Former Treyarch/Activision developer exposes code that gives console players a huge advantage in all Call of Duty games with aim assist and lag.
Ever wondered how it’s possible for someone using a controller on a 9-year-old console to outplay someone using a keyboard and mouse on a high-end PC? According to former Call of Duty developer it’s not skill, it’s code.
The console version of the Call of Duty has always outsold its PC counterpart. It is one of the few first-person shooter games that is primarily played on consoles, which seems odd for a game that requires rapid reaction times and pinpoint accuracy.
The reason consoles use controllers rather than keyboards and mice is that they are primarily used by casual gamers. Consoles are built for couch co-op and comfort. Although they will never match the accuracy and reaction time of a keyboard and mouse, a controller has certain advantages in sports and racing games due to the pressure sensitive D-pad.
In the age of cross-platform [crossplay] gaming, some developers have found a way to “even the playing field” between console and PC, however this effectively means that console players are giving an unfair advantage with aim and lag and are, in a sense, cheating.
Our games editor, Erina, spoke to a former Treyarch developer who claimed that console gamers have a distinct advantage over their PC counterparts when it comes to competitive gameplay.
“We wanted to do something to make console gamers feel like they could compete with a high-end PC player, because Call of Duty would be unplayable in crossplay if we didn’t incorporate some form of programming that levelled the playing field,” Josh, the developer revealed.

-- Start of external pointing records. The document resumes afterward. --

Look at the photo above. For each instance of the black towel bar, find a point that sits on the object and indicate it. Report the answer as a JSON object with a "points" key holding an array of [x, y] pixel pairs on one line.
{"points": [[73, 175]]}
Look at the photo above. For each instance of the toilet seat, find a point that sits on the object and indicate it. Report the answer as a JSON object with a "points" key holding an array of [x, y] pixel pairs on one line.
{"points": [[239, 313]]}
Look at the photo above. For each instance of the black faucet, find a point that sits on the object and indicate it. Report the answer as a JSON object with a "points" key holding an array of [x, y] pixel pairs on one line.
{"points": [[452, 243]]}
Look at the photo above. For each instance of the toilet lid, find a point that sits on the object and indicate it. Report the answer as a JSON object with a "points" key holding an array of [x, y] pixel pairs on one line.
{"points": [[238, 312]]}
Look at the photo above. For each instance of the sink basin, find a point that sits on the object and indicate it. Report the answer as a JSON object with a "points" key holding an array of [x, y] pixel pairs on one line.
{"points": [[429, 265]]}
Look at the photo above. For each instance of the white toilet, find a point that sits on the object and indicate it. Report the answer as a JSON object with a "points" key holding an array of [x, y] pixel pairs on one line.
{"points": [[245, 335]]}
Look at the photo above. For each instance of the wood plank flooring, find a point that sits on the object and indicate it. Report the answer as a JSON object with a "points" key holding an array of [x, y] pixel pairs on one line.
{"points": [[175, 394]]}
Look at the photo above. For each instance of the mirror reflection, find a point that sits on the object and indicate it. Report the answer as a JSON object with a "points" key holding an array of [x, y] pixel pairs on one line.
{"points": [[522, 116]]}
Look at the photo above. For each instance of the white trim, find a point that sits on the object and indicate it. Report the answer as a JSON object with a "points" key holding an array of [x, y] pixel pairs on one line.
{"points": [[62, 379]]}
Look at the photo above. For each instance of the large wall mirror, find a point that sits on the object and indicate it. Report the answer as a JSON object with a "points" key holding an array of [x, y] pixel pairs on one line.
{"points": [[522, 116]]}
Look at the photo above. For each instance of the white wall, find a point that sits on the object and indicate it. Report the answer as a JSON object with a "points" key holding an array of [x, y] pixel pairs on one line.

Josh went on to say the following: “As a result, the franchise is so successful on consoles because it makes even the most novice of gamers feel like a veteran. Without this code, not even a seasoned Call of Duty veteran could pull off a 360 No Scope, much less a quickscope. Unfortunately, we’d be losing a significant chunk of our business if it weren’t for it.”
“When participating in a crossplay lobby, a PC player can plainly see the code at work; it will always appear that the console player is pre-firing around corners when the truth is that console latency correction makes it appear that the other player has already peaked the corner. For console gamers, we’ve improved our lag compensation code so that it not only looks to see if a player was there when a shot was fired but also anticipates where the player would be after several server ticks later on. This increases the size of the enemy’s hitbox.”
“Additionally, the code features a powerful aim assistant that simulates mouse accuracy and it cannot be turned off in the game’s settings. Thumbstick sensitivity helps make it more noticeable. When the crosshair swings quickly over the target, the aim assist zeroes in on that particular player and gives them a shot.”
“Of course the code isn’t perfect,” the former Treyarch developer admitted. “It can be easily exploited. For instance, people who use peripherals to allow the use of keyboard and mouse while spoofing a controller will essentially have aimbot with this aim assist feature. Also, the aim assist system locks onto people despite the fact that they’re hidden in smoke cover or if the console player is blinded by a flashbang.”
“Despite the advantage, I still feel it [the code] is fair and needed,” he added. “But I understand it might suck knowing that the code is doing all the hard work for you.”
Call of Duty: Vanguard, which releases globally September 10th, uses the same code. Josh recommends disabling crossplay for a truly fair experience but warns that lobby waiting times may be high because majority of gamers play on console.